You can specify a log file with the --log
argument:
gargantua crawl --url https://www.sitemaps.org/sitemap.xml --workers 5 --log "gargantua.log"
Date and time #worker Status Code Bytes Response Time URL Parent URL
2020/11/05 09:23:14 #001: 200 4403 148.759000ms https://www.sitemaps.org https://www.sitemaps.org/ko/faq.html
2020/11/05 09:23:14 #002: 200 4403 290.536000ms http://www.sitemaps.org/ https://www.sitemaps.org/ko/faq.html
2020/11/05 09:23:14 #003: 200 45077 283.243000ms https://www.sitemaps.org/protocol.html https://www.sitemaps.org/ko/faq.html
2020/11/05 09:23:14 #004: 404 1245 155.376000ms https://www.sitemaps.org/protocol.htm https://www.sitemaps.org/ko/faq.html
2020/11/05 09:23:14 #005: 200 4403 155.577000ms https://www.sitemaps.org/index.html https://www.sitemaps.org/ko/faq.html
2020/11/05 09:23:14 #001: 200 2591 286.451000ms http://www.sitemaps.org/schemas/sitemap/0.9/siteindex.xsd https://www.sitemaps.org/ko/faq.html
2020/11/05 09:23:14 #003: 200 10839 143.738000ms https://www.sitemaps.org/terms.html https://www.sitemaps.org/ko/faq.html
2020/11/05 09:23:14 #005: 200 15681 141.580000ms https://www.sitemaps.org/faq.html https://www.sitemaps.org/ko/protocol.html
2020/11/05 09:23:14 #002: 404 1245 286.175000ms http://www.sitemaps.org/protocol.htm https://www.sitemaps.org/ko/faq.html
You can download binaries for Linux, macOS and Windows from github.com »andreaskoch » gargantua » releases:
Linux:
curl -L https://github.com/andreaskoch/gargantua/releases/download/v0.5.0-alpha/gargantua_linux_amd64 -o gargantua
chmod +x gargantua
macOS:
curl -L https://github.com/andreaskoch/gargantua/releases/download/v0.5.0-alpha/gargantua_darwin_amd64 -o gargantua
chmod +x gargantua
Windows:
curl -L https://github.com/andreaskoch/gargantua/releases/download/v0.5.0-alpha/gargantua_windows_amd64 -o gargantua.exe
There is also a docker image that you can use to download or run the latest version of gargantua:
docker run --rm andreaskoch/gargantua:latest \
crawl \
--verbose \
--url https://www.sitemaps.org/sitemap.xml \
--workers 5
Note: You will need the --verbose
flag in order to prevent the command-line UI from loading.

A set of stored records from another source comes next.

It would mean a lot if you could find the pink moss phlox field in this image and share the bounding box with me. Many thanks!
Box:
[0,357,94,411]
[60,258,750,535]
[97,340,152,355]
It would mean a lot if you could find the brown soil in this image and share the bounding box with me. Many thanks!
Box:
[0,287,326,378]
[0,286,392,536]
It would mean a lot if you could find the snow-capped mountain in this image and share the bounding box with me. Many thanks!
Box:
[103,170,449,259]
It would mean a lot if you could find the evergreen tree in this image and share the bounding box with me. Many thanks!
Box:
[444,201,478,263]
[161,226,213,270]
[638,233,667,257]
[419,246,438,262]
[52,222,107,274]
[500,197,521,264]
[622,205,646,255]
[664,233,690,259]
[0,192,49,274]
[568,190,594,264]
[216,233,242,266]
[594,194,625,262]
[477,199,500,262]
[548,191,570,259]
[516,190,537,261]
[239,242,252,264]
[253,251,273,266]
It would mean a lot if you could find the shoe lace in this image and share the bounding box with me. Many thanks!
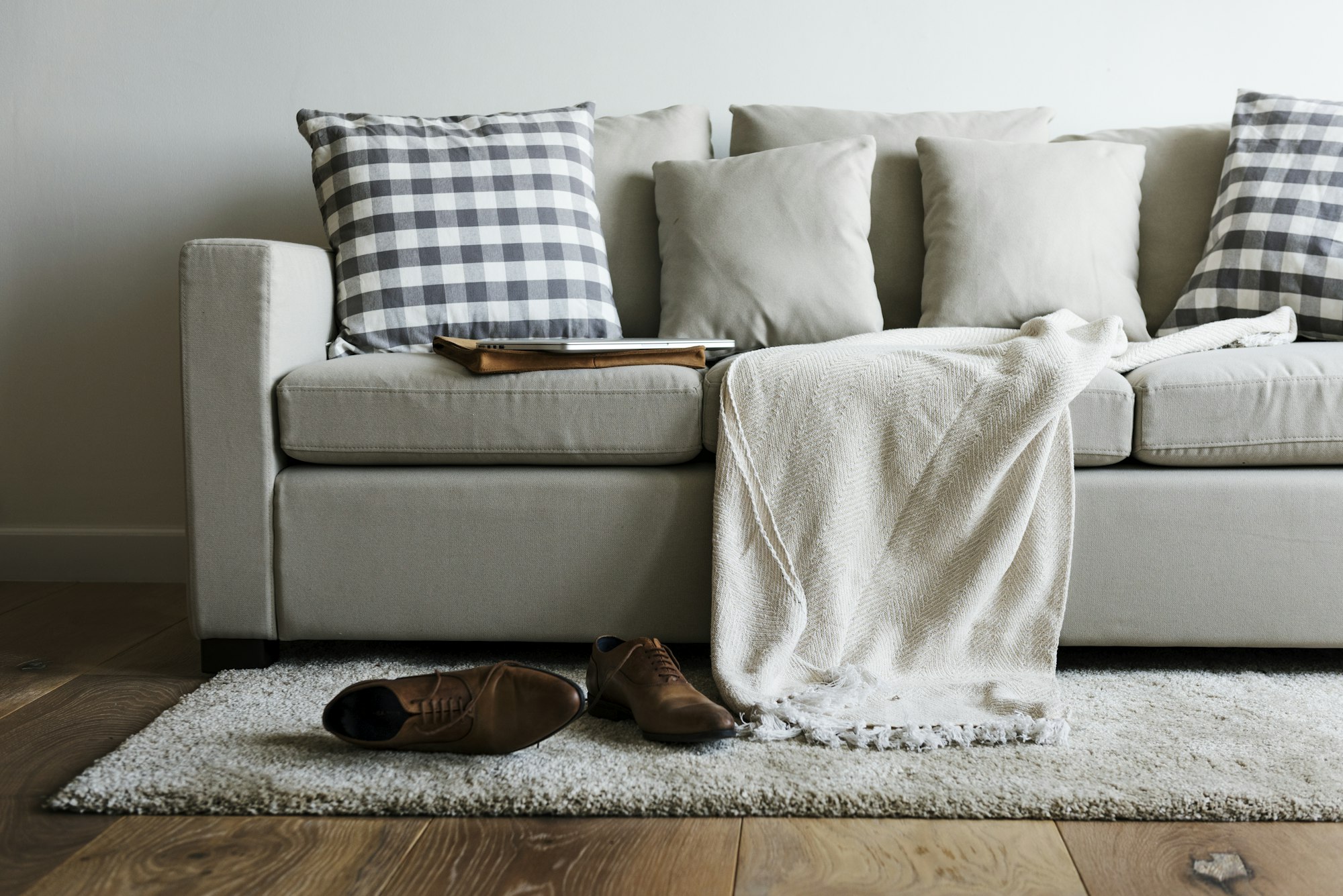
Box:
[643,640,682,683]
[587,638,685,705]
[411,662,513,735]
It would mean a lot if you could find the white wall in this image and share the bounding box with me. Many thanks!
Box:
[0,0,1343,578]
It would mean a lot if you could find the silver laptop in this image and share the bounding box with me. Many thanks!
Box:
[475,337,737,353]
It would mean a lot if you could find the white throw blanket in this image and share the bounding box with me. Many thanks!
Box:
[712,309,1296,747]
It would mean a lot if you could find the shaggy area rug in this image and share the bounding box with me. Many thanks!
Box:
[50,644,1343,821]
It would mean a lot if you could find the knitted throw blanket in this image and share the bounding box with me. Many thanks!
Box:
[712,309,1296,748]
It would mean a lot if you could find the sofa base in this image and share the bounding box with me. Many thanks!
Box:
[265,461,1343,646]
[200,637,279,675]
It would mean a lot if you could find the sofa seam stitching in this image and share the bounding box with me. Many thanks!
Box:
[1133,376,1343,393]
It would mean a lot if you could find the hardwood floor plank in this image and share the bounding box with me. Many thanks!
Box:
[0,676,200,896]
[97,619,210,681]
[0,582,187,717]
[0,675,200,797]
[736,818,1086,896]
[28,815,428,896]
[387,818,741,896]
[0,582,73,613]
[0,797,117,896]
[1058,821,1343,896]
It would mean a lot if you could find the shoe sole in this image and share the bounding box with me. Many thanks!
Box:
[588,700,737,743]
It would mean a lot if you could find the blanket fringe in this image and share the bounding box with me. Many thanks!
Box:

Otherwise gargantua will fail.
- Increase the number of workers at runtime
- Silent mode (only show statistics at the end)
- CSV mode (print CSV output to stdout)
- Web-UI
- Save downloaded data to disk
「 gargantua 」is licensed under the Apache License, Version 2.0. See LICENSE for the full license text.